U.S. and Mexico to set up joint team to fight drug cartels

FILE PHOTO: An agent of the office of the Attorney General of Mexico carries a package of seized marijuana at the site of a passageway Mexican authorities on Thursday attributed to the cartel of fugitive kingpin Joaquin "El Chapo" Guzman in Tijuana, October 24, 2015. REUTERS/Jorge Duenes/File Photo FILE PHOTO: An agent of the office of the Attorney General of Mexico carries a package of seized marijuana at the site of a passageway Mexican authorities on Thursday attributed to the cartel of fugitive kingpin Joaquin "El Chapo" Guzman in Tijuana, October 24, 2015. REUTERS/Jorge Duenes/File Photo

By Karen Pierog

CHICAGO (Reuters) – The U.S. Drug Enforcement Administration and Mexico will set up a joint team in Chicago targeting Mexican drug cartels and their leaders and finances, to try to stem a flow of drugs that has led to a spike in U.S. overdose deaths, officials said on Wednesday.

DEA Chief of Operations Anthony Williams said at a joint news conference with Mexican government officials in Chicago that targeting cartel finances was key because “the sole purpose of these entities is one thing and one thing only – money.”

Mexico remains the principal highway for cocaine to the United States and has become the top source of heroin, which is fueling a surge in opioid addiction in the United States. It is also a major supplier of methamphetamines.

“It’s not just a Chicago problem, it’s a national problem. Actually, it’s an international problem,” Brian McKnight, special agent in charge of the DEA’s Chicago Field Division, said at the news conference.

Mexican President-elect Andres Manuel Lopez Obrador, a left-leaning nationalist, has vowed to shake up Mexico’s war on drug cartels after he takes power in December. He wants to rewrite the rules, aides have said, suggesting negotiated peace and amnesties rather than a hardline strategy that critics say has only perpetuated violence.

However, a change of direction without the United States could increase friction between the neighbors, who have been often at loggerheads since Donald Trump became U.S. president.

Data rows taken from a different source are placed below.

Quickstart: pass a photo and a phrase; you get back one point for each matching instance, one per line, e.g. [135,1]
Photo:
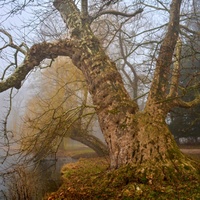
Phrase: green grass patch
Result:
[90,179]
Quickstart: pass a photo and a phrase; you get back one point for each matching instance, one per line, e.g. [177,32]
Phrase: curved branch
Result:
[185,104]
[36,54]
[114,12]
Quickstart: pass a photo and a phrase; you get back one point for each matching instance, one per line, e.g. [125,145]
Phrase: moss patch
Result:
[90,179]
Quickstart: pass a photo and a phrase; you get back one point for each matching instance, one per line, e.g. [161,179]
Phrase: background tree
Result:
[62,110]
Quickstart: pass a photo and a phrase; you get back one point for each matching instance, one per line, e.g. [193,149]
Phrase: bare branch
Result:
[114,12]
[33,58]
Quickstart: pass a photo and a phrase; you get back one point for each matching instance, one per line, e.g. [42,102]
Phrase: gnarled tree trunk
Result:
[132,136]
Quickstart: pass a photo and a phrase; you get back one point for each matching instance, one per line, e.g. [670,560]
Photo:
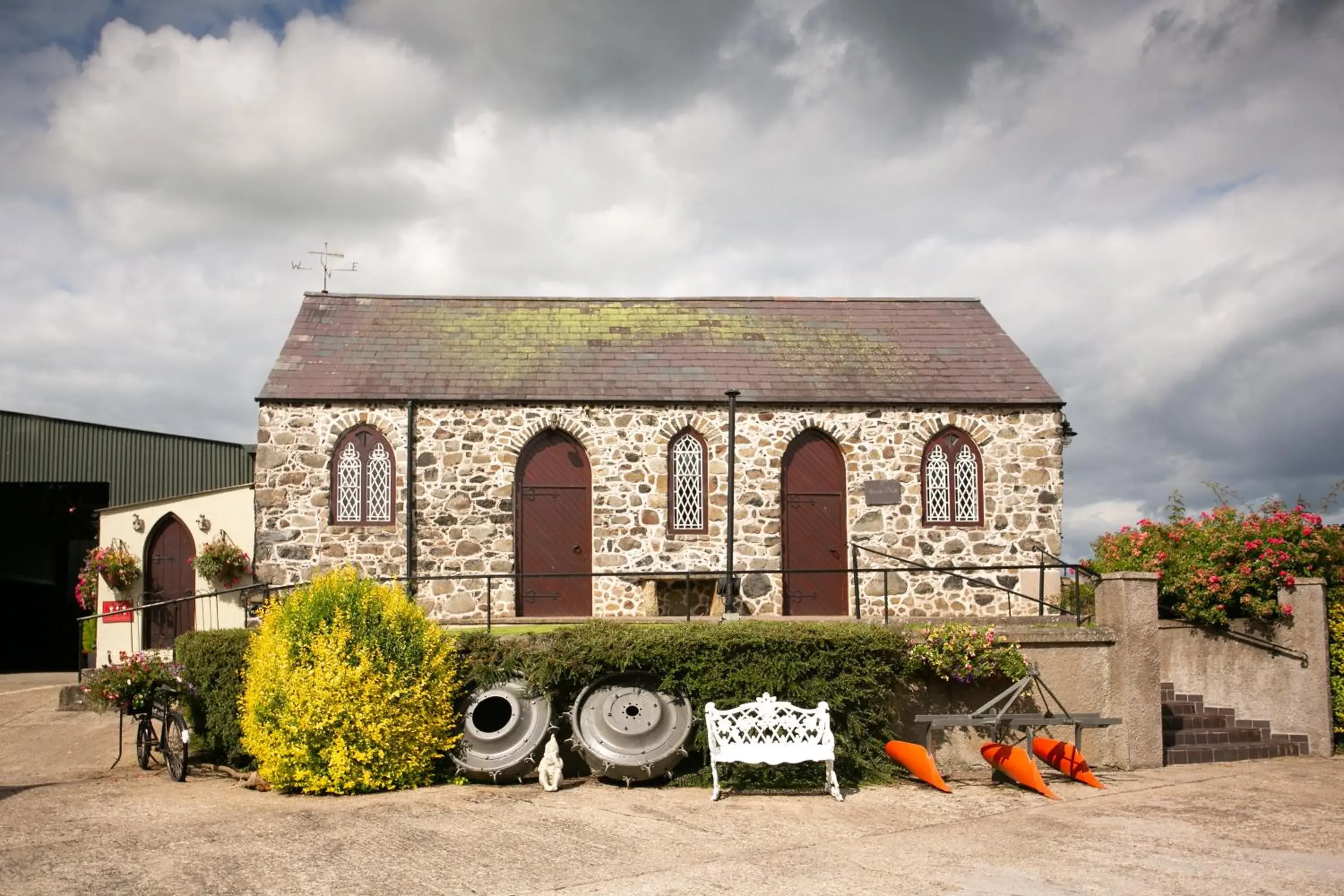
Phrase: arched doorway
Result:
[814,505]
[554,530]
[168,575]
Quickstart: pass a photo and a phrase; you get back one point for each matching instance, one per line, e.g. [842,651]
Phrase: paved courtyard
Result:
[70,825]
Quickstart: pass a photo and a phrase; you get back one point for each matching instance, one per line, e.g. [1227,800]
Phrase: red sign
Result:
[120,607]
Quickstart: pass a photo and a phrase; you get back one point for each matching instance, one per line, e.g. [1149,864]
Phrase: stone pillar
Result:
[1127,603]
[1307,708]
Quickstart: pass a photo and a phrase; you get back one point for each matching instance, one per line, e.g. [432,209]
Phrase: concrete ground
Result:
[72,825]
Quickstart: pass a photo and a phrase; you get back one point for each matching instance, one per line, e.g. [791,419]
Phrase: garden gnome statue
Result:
[549,771]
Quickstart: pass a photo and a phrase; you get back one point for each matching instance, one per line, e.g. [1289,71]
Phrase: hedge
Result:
[213,663]
[854,667]
[861,671]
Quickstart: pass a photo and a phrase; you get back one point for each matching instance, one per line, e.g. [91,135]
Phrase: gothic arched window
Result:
[952,480]
[687,484]
[363,477]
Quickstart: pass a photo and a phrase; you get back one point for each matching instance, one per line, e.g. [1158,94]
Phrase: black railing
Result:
[1241,637]
[256,595]
[956,571]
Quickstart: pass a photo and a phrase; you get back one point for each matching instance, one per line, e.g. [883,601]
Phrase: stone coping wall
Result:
[1256,681]
[464,499]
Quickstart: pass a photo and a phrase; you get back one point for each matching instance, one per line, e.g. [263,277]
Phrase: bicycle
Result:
[171,738]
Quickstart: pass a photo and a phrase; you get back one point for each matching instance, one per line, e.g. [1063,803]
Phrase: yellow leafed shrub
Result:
[349,688]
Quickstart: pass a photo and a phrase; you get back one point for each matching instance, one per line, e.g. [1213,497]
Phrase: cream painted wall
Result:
[228,511]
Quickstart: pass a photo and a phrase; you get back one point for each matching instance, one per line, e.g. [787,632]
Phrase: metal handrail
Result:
[984,583]
[853,569]
[1253,641]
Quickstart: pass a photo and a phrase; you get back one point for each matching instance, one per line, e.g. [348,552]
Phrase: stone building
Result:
[546,440]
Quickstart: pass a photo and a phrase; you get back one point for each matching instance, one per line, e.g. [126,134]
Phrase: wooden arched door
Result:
[814,501]
[168,575]
[554,528]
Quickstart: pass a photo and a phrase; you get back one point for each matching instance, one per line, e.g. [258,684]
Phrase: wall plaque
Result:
[881,492]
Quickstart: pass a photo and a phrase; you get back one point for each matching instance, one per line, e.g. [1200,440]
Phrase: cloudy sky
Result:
[1148,195]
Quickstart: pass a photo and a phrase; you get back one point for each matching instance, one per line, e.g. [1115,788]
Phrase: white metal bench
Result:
[771,731]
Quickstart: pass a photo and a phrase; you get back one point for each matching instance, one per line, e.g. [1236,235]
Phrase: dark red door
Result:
[814,527]
[168,575]
[554,528]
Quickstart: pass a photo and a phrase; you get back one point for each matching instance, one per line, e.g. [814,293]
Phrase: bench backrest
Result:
[767,723]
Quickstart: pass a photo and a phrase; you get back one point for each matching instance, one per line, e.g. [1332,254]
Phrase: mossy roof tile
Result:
[652,350]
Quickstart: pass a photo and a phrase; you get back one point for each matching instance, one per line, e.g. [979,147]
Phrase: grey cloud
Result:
[1307,17]
[930,47]
[74,25]
[1100,203]
[568,56]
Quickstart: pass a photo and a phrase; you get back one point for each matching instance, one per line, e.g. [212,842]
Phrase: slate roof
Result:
[865,351]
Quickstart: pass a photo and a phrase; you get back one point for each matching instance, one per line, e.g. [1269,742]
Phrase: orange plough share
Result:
[917,761]
[1065,759]
[1015,763]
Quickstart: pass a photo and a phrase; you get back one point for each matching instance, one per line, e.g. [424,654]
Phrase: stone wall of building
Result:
[465,461]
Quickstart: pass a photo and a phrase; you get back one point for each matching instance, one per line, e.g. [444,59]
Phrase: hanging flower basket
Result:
[222,562]
[117,566]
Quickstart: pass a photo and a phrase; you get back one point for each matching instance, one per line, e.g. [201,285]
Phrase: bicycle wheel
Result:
[146,741]
[175,746]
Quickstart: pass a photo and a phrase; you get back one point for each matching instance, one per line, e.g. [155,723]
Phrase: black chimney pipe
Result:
[730,597]
[410,496]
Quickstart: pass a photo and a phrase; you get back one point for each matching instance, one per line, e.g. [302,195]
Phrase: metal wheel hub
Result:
[503,732]
[625,728]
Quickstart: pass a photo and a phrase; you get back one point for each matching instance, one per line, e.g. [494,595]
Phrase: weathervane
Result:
[327,269]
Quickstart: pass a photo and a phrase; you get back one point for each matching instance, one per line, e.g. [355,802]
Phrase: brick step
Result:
[1205,720]
[1219,737]
[1194,732]
[1230,753]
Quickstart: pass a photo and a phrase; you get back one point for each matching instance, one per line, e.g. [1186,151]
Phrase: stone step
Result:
[1229,753]
[1201,722]
[1194,732]
[1217,737]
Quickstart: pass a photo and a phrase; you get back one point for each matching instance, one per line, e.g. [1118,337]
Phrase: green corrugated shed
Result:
[138,465]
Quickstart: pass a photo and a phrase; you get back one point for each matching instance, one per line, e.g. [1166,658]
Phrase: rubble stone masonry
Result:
[465,458]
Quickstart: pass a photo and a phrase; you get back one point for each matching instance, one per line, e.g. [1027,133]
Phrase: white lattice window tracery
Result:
[968,485]
[379,485]
[687,484]
[937,504]
[349,481]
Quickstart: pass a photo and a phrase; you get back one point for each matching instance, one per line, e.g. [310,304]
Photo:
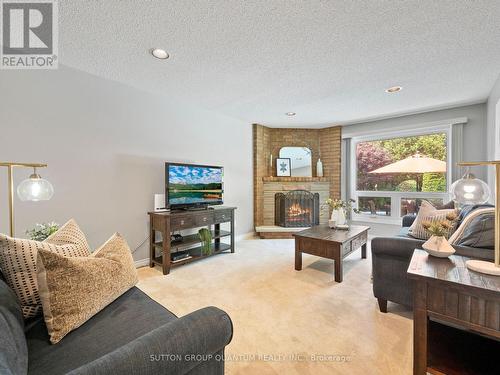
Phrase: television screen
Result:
[193,185]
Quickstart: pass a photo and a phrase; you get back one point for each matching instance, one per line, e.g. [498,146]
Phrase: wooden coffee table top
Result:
[324,232]
[452,269]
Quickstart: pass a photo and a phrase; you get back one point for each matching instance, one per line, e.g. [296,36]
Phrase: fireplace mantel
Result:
[295,179]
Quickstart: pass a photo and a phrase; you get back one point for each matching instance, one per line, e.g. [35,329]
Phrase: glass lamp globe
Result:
[35,188]
[470,190]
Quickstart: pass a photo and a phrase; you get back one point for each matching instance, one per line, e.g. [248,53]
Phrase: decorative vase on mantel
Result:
[319,168]
[338,218]
[438,246]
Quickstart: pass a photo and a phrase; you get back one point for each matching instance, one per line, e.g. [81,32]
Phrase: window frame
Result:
[395,216]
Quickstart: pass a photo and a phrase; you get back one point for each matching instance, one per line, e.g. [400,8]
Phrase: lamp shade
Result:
[470,190]
[35,188]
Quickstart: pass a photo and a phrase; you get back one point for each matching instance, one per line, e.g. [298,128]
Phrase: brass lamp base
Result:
[483,267]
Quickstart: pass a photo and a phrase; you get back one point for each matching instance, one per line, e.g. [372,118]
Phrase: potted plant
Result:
[438,245]
[340,209]
[41,231]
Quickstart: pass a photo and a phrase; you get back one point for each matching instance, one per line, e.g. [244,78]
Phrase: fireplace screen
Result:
[297,208]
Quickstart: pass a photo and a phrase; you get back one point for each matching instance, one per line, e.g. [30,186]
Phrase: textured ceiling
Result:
[329,61]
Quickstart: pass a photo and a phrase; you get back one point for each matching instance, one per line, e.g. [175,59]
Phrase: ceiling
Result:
[328,61]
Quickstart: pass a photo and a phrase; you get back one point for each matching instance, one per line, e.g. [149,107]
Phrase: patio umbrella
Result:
[416,164]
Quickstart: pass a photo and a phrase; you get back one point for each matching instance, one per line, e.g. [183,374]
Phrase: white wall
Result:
[493,130]
[106,144]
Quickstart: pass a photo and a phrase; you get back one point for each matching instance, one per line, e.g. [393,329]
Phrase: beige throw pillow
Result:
[73,290]
[428,213]
[18,261]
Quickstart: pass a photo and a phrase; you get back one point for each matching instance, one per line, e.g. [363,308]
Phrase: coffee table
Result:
[330,243]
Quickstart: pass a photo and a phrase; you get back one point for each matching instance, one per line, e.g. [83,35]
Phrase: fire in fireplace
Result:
[297,208]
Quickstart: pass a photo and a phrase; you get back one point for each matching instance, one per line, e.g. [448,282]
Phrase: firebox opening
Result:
[297,208]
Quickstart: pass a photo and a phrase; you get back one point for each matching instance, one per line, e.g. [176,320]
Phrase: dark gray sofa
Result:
[132,335]
[390,260]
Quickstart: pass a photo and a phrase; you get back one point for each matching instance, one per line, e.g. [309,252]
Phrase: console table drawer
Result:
[222,216]
[177,223]
[204,219]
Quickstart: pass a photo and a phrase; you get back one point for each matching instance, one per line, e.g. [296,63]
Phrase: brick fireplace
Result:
[297,208]
[324,143]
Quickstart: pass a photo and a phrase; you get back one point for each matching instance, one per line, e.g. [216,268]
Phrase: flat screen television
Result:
[193,186]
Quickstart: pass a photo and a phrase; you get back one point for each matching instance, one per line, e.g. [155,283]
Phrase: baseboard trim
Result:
[141,263]
[245,236]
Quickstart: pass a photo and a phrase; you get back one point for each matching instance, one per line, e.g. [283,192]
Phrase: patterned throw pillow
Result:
[73,290]
[476,230]
[18,261]
[428,213]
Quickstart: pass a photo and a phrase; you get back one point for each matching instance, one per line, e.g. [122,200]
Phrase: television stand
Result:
[202,208]
[168,222]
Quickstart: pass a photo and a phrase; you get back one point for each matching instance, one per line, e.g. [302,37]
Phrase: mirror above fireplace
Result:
[300,158]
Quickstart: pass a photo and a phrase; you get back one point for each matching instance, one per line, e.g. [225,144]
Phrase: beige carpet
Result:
[287,321]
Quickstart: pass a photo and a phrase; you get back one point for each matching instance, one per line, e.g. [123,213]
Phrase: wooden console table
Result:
[456,324]
[169,222]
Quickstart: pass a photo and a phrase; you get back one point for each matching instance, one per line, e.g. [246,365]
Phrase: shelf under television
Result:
[196,253]
[191,240]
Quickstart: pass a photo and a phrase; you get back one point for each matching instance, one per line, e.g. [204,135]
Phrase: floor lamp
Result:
[470,190]
[34,188]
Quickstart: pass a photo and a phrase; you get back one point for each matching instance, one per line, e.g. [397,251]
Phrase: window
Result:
[392,175]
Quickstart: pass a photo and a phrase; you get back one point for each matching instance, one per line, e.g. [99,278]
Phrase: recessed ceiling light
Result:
[160,53]
[393,89]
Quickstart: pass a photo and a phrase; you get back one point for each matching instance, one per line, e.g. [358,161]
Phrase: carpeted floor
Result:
[287,321]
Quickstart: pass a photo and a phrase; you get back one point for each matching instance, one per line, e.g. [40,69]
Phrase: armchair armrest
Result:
[401,247]
[177,347]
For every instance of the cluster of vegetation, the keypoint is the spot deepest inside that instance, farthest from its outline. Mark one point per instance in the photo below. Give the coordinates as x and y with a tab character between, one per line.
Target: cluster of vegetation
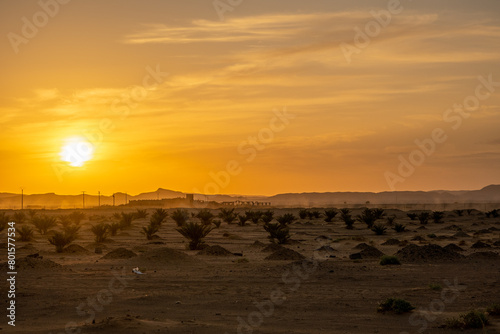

Trump has irked Mexico with demands that it pay for a border wall and his comments that it does nothing to slow illegal immigration. He has also pushed to revamp the North American Free Trade Agreement (NAFTA) to favor the United States.

But despite difference with the Trump administration on migration and trade issues, officials and security experts in the United States have applauded long-running bilateral efforts to crack down on drug gangs.

For the past 12 years, Mexico has fought the violent cartels by deploying thousands of police, soldiers, and intelligence officers.